1Single-sampled Color Compression
2================================
3
4Starting with Ivy Bridge, Intel graphics hardware provides a form of color
5compression for single-sampled surfaces.  In its initial form, this provided an
6acceleration of render target clear operations that, in the common case, allows
7you to avoid almost all of the bandwidth of a full-surface clear operation.  On
8Sky Lake, single-sampled color compression was extended to allow for the
9compression color values from actual rendering and not just the initial clear.

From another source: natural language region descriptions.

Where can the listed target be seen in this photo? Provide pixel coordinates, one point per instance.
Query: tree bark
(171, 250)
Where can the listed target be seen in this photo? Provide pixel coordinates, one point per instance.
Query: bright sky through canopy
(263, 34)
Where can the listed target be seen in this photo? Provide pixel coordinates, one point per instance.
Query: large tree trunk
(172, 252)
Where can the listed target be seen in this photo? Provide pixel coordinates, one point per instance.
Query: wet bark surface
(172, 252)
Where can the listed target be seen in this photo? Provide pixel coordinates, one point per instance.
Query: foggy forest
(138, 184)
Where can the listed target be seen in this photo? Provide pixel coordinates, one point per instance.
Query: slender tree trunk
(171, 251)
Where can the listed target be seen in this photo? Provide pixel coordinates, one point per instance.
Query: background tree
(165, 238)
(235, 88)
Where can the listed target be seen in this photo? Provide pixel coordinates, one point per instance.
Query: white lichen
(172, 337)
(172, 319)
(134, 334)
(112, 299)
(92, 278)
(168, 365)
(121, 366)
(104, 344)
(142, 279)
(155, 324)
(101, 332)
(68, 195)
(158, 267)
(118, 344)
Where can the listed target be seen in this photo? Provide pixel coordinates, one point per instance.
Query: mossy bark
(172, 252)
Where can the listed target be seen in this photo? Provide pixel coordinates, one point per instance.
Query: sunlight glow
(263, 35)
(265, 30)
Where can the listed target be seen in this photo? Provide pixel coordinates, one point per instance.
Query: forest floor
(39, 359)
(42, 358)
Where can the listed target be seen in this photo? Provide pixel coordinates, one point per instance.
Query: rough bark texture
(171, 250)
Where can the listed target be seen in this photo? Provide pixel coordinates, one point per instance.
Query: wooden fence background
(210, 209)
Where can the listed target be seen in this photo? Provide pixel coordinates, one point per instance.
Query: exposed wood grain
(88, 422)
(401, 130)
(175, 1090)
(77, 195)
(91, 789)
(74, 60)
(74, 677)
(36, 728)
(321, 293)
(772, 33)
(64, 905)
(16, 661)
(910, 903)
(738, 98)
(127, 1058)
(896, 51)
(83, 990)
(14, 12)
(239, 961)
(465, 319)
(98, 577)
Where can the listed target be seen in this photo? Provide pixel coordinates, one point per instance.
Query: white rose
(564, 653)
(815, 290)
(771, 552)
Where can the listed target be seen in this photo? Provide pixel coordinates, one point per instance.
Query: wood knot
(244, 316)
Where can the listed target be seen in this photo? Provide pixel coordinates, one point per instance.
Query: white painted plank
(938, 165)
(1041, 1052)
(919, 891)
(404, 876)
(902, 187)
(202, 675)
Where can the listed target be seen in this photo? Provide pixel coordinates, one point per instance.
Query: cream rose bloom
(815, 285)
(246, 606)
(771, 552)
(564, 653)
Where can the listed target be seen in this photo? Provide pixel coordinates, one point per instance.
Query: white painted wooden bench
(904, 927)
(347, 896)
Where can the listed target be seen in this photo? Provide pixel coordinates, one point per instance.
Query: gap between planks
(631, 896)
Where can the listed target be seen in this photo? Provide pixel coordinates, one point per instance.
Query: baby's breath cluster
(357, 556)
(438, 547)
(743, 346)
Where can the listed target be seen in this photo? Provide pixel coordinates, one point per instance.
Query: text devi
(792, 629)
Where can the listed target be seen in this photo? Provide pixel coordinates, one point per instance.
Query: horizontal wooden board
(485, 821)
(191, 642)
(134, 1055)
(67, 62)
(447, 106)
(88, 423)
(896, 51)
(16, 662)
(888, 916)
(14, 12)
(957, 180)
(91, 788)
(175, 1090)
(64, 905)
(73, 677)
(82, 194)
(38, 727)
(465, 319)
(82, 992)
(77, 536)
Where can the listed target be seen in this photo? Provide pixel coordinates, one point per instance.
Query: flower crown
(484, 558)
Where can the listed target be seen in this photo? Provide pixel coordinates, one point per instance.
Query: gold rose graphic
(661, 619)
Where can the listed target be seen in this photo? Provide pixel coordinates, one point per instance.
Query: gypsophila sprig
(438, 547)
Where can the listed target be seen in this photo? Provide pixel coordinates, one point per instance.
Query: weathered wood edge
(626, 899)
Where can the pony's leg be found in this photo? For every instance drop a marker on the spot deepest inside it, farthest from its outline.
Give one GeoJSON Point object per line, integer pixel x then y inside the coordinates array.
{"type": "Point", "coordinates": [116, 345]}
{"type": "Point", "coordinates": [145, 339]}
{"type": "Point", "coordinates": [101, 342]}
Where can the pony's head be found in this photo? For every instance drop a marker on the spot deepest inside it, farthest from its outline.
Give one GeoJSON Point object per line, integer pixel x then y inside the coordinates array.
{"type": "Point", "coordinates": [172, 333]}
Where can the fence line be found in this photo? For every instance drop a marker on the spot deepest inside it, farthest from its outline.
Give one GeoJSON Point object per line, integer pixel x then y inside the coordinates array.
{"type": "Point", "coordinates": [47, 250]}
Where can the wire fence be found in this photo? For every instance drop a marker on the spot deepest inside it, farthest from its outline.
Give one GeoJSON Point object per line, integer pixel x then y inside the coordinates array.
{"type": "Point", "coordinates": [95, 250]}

10From here on, the older Ivy Bridge form of color compression will be called
11"fast-clears" and term "color compression" will be reserved for the more
12powerful Sky Lake form.
13
14The documentation for Ivy Bridge through Broadwell overloads the term MCS for
15referring both to the *multisample control surface* used for multisample
16compression and the control surface used for fast-clears. In ISL, the
17:cpp:enumerator:`isl_aux_usage::ISL_AUX_USAGE_MCS` enum always refers to
18multisample color compression while the
19:cpp:enumerator:`isl_aux_usage::ISL_AUX_USAGE_CCS_` enums always refer to
20single-sampled color compression. Throughout this chapter and the rest of the
21ISL documentation, we will use the term "color control surface", abbreviated
22CCS, to denote the control surface used for both fast-clears and color
23compression.  While this is still an overloaded term, Ivy Bridge fast-clears
24are much closer to Sky Lake color compression than they are to multisample
25compression.
26
27CCS data
28--------
29
30Fast clears and CCS are possibly the single most poorly documented aspect of
31surface layout/setup for Intel graphics hardware (with HiZ coming in a neat
32second). All the documentation really says is that you can use an MCS buffer on
33single-sampled surfaces (we will call it the CCS in this case). It also
34provides some documentation on how to program the hardware to perform clear
35operations, but that's it.  How big is this buffer?  What does it contain?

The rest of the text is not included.